1. Managing Security for Oracle Analytics Server
  2. Enable SSO Authentication
  3. Enable Oracle Analytics Server to Use SSO Authentication

Enable Oracle Analytics Server to Use SSO Authentication

After you configure Oracle Analytics Server to use the SSO solution, you must enable SSO authentication for Oracle Analytics Server.

After you enable SSO, the default Oracle Analytics Server login page is not available.

Topics:

Enable and Disable SSO Authentication Using WLST Commands

Use WLST commands to enable or disable SSO authentication for Oracle Analytics Server.

SSO is enabled by default. If you leave it enabled, then Oracle Analytics Server uses SSO across the stack regardless of whether you use an external SSO for the initial login. And your configuration will use WLS Asserters for SSO.

If you disable SSO, then your configuration won't use WLS Asserters for Oracle Analytics Server or data visualization, and you'll be prompted a second time for login credentials when navigating from Oracle Analytics Server to data visualization.

  • You must have file system and WebLogic Administrator permissions.
  • You must perform the enable or disable SSO authentication as an offline activity.
  • Validation is limited to URL format. Connectivity and WebLogic configuration isn't validated.
  • Changing the URL for log off requires that you disable, and then re-enable with new URL.
  • A logon URL is not required.

Pre-requisites:

  • Configure WebLogic security providers.

Use the table to learn the arguments appropriate for each command.

Command Arguments Return Description

enableBISingleSignOn

DOMAIN_HOME, <logoff-url>

None

Enable SSO and configure logoff URL.

disableBISingleSignOn

DOMAIN_HOME

None

Disable SSO.
  1. Stop the BI system.
  2. Enter a SSO management command from the table using the WLST command line.
  3. Start WLST using ./wlst.sh command.
  4. Optional: Run the command help(‘BILifecycle’) to display help about enableBISingleSignOn and disableBISingleSignOn commands and their arguments.
  5. Run the enableBISingleSignOn or disableBISingleSignOn command using the arguments appropriate for each command.

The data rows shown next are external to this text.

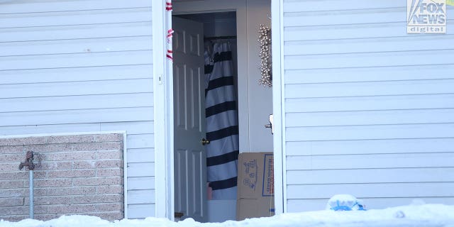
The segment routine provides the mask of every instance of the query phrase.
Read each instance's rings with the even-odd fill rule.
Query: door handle
[[[210,140],[207,140],[206,138],[202,138],[201,139],[201,145],[206,145],[209,144],[209,143],[210,143]]]
[[[270,123],[267,125],[265,125],[265,128],[271,128],[271,134],[274,134],[275,133],[275,128],[272,127],[272,123],[273,123],[273,116],[272,114],[270,114]]]

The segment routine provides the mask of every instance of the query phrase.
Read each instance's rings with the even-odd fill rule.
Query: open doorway
[[[227,199],[208,199],[210,193],[206,182],[209,181],[206,175],[199,174],[206,171],[206,146],[203,146],[203,143],[210,140],[206,133],[207,126],[204,121],[206,116],[203,116],[206,114],[202,100],[206,85],[204,83],[206,59],[200,57],[204,57],[205,47],[208,46],[209,49],[208,43],[217,43],[216,38],[220,38],[231,48],[232,74],[234,76],[231,87],[236,97],[234,106],[239,111],[237,129],[239,149],[231,151],[236,151],[238,155],[238,151],[273,150],[270,131],[264,127],[268,123],[268,115],[272,113],[272,93],[271,89],[258,84],[260,74],[258,68],[260,58],[257,29],[260,23],[270,23],[267,16],[270,15],[270,4],[266,1],[238,0],[232,1],[230,6],[222,6],[228,9],[216,9],[215,1],[209,1],[208,5],[213,5],[209,9],[196,9],[196,6],[188,8],[187,4],[191,2],[182,2],[184,9],[189,11],[182,13],[177,10],[177,15],[174,15],[178,18],[174,17],[175,21],[179,21],[179,24],[182,26],[183,30],[196,27],[193,24],[197,23],[202,30],[196,31],[195,29],[179,34],[178,29],[172,26],[175,31],[173,37],[175,211],[183,218],[192,217],[196,221],[210,222],[235,220],[236,200],[234,196]],[[178,3],[175,2],[174,6],[178,9]],[[207,29],[210,26],[214,28]],[[197,33],[200,35],[194,35]],[[213,46],[211,48],[208,52],[212,53]],[[188,58],[179,62],[179,48],[184,48],[181,52],[188,55],[198,56],[198,60],[194,57],[193,60]],[[183,76],[175,76],[179,74]],[[186,132],[178,132],[179,128]],[[188,134],[189,131],[192,131],[191,135]],[[193,147],[179,147],[179,144],[185,140]]]
[[[235,219],[236,13],[179,15],[172,23],[175,217]]]

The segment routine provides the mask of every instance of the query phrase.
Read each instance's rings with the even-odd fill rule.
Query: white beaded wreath
[[[260,24],[258,29],[258,43],[260,45],[260,74],[259,85],[272,87],[272,65],[271,64],[271,28]]]

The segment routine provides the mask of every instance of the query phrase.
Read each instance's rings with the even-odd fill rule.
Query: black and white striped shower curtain
[[[238,120],[230,43],[205,50],[207,178],[213,199],[236,199]]]

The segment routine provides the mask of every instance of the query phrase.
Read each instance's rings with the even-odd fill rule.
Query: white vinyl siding
[[[454,7],[407,35],[406,1],[284,1],[287,211],[454,204]]]
[[[0,135],[126,131],[128,209],[155,216],[151,0],[0,3]]]

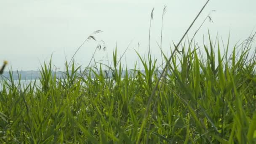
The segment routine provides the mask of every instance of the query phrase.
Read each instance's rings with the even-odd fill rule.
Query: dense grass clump
[[[236,45],[229,56],[228,44],[209,42],[179,47],[160,80],[149,53],[129,73],[116,51],[108,69],[67,63],[60,79],[45,64],[39,85],[16,85],[10,72],[0,80],[0,143],[255,143],[255,51]]]

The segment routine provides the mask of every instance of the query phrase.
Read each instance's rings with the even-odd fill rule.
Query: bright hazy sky
[[[96,60],[107,64],[108,57],[110,64],[116,43],[118,53],[121,55],[132,40],[122,61],[122,64],[132,68],[138,60],[133,48],[142,55],[146,53],[150,13],[155,8],[151,48],[153,56],[160,63],[156,42],[160,42],[164,5],[167,7],[163,49],[169,55],[169,44],[173,41],[177,43],[206,1],[1,0],[0,62],[8,60],[8,67],[14,70],[36,70],[44,60],[48,61],[53,53],[53,64],[63,70],[65,59],[69,61],[86,38],[100,30],[104,32],[96,37],[105,42],[107,49],[97,51]],[[256,30],[255,5],[255,0],[210,0],[188,36],[191,38],[211,13],[213,23],[208,20],[205,23],[196,41],[201,43],[203,34],[207,34],[209,29],[213,39],[219,32],[226,44],[230,31],[233,45]],[[96,45],[92,41],[85,43],[75,56],[76,62],[86,66]]]

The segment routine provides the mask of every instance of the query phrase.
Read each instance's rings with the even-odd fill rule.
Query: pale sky
[[[69,61],[77,49],[93,32],[104,40],[105,51],[97,51],[96,60],[112,61],[117,43],[119,55],[132,43],[122,64],[133,68],[138,56],[148,48],[150,13],[155,8],[152,22],[151,48],[153,56],[160,63],[159,43],[162,13],[165,4],[167,13],[163,23],[163,50],[170,54],[169,44],[177,44],[206,0],[0,0],[0,65],[8,60],[8,68],[14,70],[37,70],[52,53],[53,64],[63,70],[65,59]],[[203,41],[209,29],[213,39],[219,32],[227,42],[230,31],[231,45],[243,40],[256,30],[256,0],[211,0],[187,35],[191,38],[203,19],[212,10],[213,23],[207,20],[196,41]],[[138,43],[140,43],[139,50]],[[75,57],[77,63],[85,67],[97,43],[85,43]],[[102,60],[102,61],[101,61]],[[8,69],[7,69],[7,70]]]

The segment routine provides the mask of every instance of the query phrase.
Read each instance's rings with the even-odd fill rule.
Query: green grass
[[[255,35],[231,48],[210,34],[208,45],[180,46],[185,35],[170,57],[162,53],[161,66],[149,46],[137,53],[144,71],[136,63],[129,73],[116,48],[113,65],[66,61],[60,78],[45,63],[39,84],[16,84],[9,72],[0,79],[0,143],[256,143]]]
[[[129,75],[114,52],[112,77],[101,65],[84,78],[80,67],[68,71],[67,63],[66,80],[60,80],[50,61],[40,85],[23,86],[10,72],[1,80],[0,143],[255,143],[256,54],[235,45],[229,59],[216,43],[202,51],[183,45],[150,101],[160,69],[149,54],[138,55],[145,72],[135,65]]]

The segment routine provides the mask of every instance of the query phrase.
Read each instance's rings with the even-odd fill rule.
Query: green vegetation
[[[0,80],[0,143],[255,143],[254,35],[231,48],[210,34],[201,49],[180,43],[170,59],[162,53],[165,67],[138,53],[144,71],[135,64],[130,74],[116,48],[107,71],[66,62],[59,79],[50,61],[27,85],[10,72]]]
[[[145,72],[135,66],[136,72],[129,75],[116,51],[111,78],[100,66],[84,78],[73,63],[60,80],[50,62],[41,69],[39,85],[32,82],[21,88],[10,72],[11,79],[1,82],[0,142],[254,143],[256,53],[249,56],[248,44],[237,45],[229,59],[226,52],[221,55],[218,41],[213,43],[204,45],[205,58],[200,49],[183,45],[150,101],[159,75],[149,54],[147,60],[139,56]]]

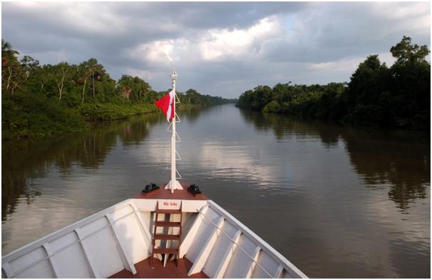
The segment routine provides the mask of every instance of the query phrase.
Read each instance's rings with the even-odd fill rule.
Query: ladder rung
[[[153,254],[178,254],[178,249],[177,248],[155,248],[153,249]]]
[[[178,209],[156,209],[158,214],[182,214],[181,210]]]
[[[156,226],[180,227],[181,224],[177,221],[156,221]]]
[[[180,240],[180,235],[175,234],[156,234],[155,239],[158,240]]]

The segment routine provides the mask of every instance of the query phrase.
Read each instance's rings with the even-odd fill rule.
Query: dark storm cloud
[[[2,38],[41,63],[96,58],[115,79],[234,97],[257,84],[349,79],[369,54],[391,63],[403,35],[430,41],[428,3],[2,3]]]

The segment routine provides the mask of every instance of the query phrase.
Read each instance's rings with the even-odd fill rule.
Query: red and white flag
[[[174,102],[175,99],[175,91],[172,90],[166,94],[159,100],[155,101],[155,105],[160,108],[163,114],[167,117],[167,121],[170,121],[174,118]]]

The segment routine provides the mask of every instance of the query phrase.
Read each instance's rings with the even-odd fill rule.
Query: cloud
[[[428,3],[2,3],[2,36],[41,63],[97,59],[156,90],[238,96],[257,84],[349,81],[403,35],[430,45]],[[49,15],[49,16],[47,16]],[[381,56],[384,54],[386,56]]]

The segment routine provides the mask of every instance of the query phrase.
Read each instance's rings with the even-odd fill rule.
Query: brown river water
[[[430,134],[239,110],[180,112],[178,163],[309,277],[431,270]],[[170,178],[161,114],[3,141],[1,254]]]

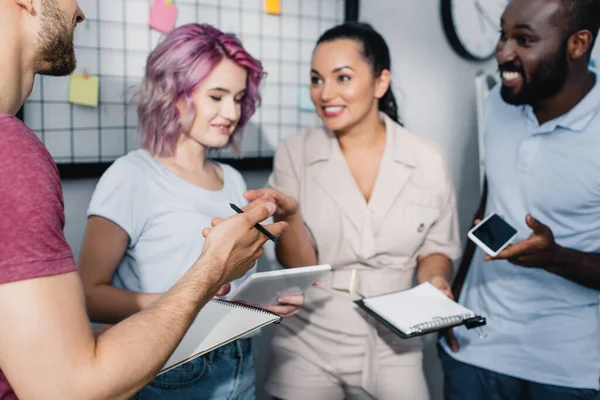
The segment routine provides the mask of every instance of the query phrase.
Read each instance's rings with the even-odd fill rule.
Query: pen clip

    For example: enableBISingleSignOn('C:/.../user_projects/domains/bi','/bi-security-login/logout?redirect=/va') or disableBISingleSignOn('C:/oracle/Middleware/Oracle_Home/user_projects/domains/bi')

    The SSO configuration for Oracle Analytics Server is updated.

  6. Restart the Oracle Analytics Server component processes to consume the changes.

Enable SSO Authentication Using Fusion Middleware Control

How you enable SSO authentication for Oracle Analytics Server using the Security tab in Fusion Middleware Control.

  1. Log in to Fusion Middleware Control.
  2. Go to the Security page and display the Single Sign On tab.

    Click the Help for this page Help menu option to access the page-level help for its elements.

  3. Click Lock and Edit.
  4. Select Enable SSO.

    When selected, this checkbox enables SSO to be the method of authentication into Oracle Analytics Server. The appropriate form of SSO is determined by the configuration settings made for the chosen SSO provider.

  5. If required, enter the logoff URL for the configured SSO provider.

    The logoff URL (specified by the SSO provider) must be outside the domain and port that the SSO provider protects, because the system does not log users out.

  6. Click Apply, then Activate Changes.
  7. Restart the Oracle Analytics Server components using Fusion Middleware Control.